There is another point presented by the record which perhaps should be passed upon on this rehearing. When Powell, the owner of the Pontiac car, was being examined by defendant, he was permitted, over objection and exception, to testify that some forty-five minutes after the collision, he went to the scene and put his foot on the brake of the truck and, "It went down to the floor"; that, "When I put my foot on the brake, it felt like it would hold just a little bit." With this as a basis, this witness proceeded to testify that in his opinion the brakes were not in good condition, and that a truck running thirty miles an hour, with brakes in the condition he found them, would require a distance of one hundred feet to be stopped.
There was no further examination of the brake made by this witness to see what effect the collision had had on the brake or the rods connecting it.

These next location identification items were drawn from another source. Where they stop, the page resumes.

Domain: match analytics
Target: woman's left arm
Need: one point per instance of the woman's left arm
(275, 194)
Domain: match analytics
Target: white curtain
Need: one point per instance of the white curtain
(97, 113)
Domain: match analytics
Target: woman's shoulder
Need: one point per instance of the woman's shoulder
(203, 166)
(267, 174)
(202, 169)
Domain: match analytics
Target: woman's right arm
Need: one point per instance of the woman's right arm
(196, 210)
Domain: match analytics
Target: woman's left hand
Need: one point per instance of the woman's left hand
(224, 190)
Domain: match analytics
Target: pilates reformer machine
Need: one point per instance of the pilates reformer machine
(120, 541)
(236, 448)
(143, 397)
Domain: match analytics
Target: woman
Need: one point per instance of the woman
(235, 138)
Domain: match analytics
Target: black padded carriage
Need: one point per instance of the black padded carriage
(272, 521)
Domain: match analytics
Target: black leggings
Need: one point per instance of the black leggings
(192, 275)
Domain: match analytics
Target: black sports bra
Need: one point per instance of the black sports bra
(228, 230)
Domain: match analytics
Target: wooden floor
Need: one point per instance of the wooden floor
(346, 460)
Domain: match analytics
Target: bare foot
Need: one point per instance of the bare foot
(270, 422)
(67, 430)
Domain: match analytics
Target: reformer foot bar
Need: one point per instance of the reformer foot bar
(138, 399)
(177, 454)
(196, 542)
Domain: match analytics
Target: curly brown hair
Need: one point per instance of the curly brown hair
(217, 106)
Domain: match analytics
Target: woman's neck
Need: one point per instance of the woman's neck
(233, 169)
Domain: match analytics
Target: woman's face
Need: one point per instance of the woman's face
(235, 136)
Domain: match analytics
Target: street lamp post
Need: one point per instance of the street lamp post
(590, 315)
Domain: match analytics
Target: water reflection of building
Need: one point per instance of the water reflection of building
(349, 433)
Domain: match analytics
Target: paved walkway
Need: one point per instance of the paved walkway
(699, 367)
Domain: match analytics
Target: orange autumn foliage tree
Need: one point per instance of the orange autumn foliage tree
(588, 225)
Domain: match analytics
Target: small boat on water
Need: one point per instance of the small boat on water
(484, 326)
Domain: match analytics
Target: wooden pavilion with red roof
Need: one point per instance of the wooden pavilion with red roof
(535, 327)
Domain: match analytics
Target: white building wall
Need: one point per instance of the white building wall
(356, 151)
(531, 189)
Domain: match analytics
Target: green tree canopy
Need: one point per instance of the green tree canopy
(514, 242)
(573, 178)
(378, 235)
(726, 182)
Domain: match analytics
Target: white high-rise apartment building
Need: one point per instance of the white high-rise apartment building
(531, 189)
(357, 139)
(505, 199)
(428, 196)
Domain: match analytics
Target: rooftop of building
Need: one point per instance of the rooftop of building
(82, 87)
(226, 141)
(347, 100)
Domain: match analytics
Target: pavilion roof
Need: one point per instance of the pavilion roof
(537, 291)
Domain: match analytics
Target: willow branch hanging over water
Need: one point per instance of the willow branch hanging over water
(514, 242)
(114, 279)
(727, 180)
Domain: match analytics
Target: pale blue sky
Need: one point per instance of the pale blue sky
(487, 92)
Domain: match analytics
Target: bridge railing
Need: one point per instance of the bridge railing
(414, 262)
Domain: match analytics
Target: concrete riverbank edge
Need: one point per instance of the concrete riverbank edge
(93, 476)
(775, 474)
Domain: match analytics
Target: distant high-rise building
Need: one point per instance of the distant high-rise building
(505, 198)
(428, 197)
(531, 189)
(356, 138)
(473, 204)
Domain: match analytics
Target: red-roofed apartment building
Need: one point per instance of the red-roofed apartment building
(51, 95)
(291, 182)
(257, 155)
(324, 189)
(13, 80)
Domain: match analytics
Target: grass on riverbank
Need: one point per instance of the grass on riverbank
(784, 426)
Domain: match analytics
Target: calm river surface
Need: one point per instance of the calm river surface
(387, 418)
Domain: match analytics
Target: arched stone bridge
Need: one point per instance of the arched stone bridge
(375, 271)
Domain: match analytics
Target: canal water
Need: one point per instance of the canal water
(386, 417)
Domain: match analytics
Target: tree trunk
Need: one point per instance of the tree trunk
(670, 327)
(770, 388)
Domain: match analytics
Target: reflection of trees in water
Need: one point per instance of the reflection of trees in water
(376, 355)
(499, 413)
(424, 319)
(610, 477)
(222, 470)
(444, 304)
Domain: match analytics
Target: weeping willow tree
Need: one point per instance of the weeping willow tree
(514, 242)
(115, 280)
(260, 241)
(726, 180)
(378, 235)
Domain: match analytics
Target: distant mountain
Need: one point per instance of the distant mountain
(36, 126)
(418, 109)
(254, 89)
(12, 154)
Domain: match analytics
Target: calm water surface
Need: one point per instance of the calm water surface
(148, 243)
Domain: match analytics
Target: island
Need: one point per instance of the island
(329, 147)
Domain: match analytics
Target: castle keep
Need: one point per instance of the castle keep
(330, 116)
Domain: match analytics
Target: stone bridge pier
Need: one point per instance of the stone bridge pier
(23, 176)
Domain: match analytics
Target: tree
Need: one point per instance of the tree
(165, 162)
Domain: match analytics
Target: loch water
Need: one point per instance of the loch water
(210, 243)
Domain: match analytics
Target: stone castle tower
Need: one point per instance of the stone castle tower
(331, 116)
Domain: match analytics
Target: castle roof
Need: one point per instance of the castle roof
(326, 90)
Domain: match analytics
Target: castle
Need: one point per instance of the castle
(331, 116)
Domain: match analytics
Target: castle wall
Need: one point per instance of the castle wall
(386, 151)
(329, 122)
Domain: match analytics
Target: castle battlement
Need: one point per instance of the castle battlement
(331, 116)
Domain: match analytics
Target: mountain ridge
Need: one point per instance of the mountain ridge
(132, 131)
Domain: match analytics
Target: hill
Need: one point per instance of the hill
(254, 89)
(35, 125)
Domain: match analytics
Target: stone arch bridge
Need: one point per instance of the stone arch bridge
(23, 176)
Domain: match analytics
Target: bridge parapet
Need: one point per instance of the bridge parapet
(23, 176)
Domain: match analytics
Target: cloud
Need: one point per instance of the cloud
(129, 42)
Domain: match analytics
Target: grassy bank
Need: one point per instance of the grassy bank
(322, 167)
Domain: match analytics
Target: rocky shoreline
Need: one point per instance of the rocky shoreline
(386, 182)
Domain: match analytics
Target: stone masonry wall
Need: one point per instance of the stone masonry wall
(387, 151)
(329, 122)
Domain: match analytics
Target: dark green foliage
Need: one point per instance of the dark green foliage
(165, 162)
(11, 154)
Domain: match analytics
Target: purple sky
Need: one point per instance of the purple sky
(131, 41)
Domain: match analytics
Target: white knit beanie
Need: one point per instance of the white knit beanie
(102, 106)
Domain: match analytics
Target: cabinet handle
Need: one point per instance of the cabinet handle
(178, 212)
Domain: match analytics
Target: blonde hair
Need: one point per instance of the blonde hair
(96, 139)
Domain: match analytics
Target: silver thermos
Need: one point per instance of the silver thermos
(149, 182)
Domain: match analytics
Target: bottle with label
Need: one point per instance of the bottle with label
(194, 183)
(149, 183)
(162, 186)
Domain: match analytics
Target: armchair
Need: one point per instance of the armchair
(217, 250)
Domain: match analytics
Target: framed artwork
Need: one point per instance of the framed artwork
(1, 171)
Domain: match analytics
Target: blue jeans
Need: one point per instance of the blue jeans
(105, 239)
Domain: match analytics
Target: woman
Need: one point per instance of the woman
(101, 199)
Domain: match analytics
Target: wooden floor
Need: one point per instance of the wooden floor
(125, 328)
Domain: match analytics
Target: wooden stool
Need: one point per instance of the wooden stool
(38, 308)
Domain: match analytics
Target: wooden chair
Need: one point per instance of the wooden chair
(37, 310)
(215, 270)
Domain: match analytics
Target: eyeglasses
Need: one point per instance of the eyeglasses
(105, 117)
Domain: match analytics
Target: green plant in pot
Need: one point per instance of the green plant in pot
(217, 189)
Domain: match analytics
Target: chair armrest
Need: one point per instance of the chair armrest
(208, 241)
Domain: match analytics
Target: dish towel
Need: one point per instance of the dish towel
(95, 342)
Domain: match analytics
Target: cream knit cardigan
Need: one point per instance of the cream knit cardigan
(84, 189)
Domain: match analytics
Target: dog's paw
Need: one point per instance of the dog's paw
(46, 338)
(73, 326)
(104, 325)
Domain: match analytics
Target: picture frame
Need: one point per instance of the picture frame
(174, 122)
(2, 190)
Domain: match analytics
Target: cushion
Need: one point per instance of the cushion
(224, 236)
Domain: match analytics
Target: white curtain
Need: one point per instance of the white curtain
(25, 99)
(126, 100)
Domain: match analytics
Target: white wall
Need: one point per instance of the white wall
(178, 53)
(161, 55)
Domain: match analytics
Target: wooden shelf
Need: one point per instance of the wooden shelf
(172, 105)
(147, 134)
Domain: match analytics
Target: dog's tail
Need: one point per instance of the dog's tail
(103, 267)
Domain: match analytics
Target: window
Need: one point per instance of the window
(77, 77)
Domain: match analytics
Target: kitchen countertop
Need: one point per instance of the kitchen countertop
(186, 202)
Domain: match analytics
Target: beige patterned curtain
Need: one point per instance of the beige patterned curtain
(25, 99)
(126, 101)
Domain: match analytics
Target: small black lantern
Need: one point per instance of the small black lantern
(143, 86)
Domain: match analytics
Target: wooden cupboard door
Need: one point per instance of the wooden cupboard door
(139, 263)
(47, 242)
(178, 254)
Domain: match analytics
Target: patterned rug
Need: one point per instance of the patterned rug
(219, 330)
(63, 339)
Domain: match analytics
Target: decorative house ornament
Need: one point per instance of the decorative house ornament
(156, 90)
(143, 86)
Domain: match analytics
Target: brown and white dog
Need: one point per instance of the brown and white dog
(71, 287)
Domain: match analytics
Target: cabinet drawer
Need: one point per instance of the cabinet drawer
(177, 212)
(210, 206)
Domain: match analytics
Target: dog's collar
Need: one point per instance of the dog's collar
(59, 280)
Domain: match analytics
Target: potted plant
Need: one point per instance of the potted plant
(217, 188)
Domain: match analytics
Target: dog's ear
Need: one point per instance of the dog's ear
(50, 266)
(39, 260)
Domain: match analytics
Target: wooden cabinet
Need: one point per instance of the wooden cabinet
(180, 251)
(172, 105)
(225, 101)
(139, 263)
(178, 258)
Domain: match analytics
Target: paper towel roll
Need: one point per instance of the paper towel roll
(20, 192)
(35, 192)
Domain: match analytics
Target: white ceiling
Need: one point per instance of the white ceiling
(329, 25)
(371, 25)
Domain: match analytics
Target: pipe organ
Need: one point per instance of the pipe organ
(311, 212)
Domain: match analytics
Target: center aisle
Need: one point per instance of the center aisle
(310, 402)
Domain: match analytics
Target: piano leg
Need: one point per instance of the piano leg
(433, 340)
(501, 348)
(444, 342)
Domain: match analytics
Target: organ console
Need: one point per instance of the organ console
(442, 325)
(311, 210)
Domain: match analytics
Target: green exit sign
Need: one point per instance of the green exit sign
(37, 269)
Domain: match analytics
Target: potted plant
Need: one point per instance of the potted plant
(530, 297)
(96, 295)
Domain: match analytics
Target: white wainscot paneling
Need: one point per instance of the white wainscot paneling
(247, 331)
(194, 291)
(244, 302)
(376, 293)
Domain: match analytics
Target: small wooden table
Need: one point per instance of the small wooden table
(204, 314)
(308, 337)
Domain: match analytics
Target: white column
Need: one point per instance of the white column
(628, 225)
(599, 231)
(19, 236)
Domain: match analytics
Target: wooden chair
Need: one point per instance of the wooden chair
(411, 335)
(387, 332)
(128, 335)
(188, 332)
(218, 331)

In other words, it is not shown that the car or the brakes were in the same condition as they were at the time of the collision, non constat the collision loosened or broke the brake connection along with the other damage done the truck. It is only when the article described is shown to be in the same condition at the time of examination as at the time of collision that testimony of its condition afterwards is admissible. Aplin v. State,
While evidence of such experiments are frequently admitted to aid the jury in having the whole picture before them in considering their verdict, such evidence should always be received with caution, and only when it is clear that the jury will be enlightened thereby. Hisler v. State,
The plaintiff's witness Powell was permitted to testify, over timely objection and exception, in what distance the Hays truck could have been stopped while running twenty-five and thirty miles per hour on pavement. This was error. There was no sufficient predicate for this testimony. Powell was not shown to have been familiar with the Hays truck, nor was it shown that he ever examined the brakes on the truck before the collision and had never done more than to press down the brake pedal, after the truck had been partially demolished in the wreck.
The opinion is amplified and extended, and the application is overruled.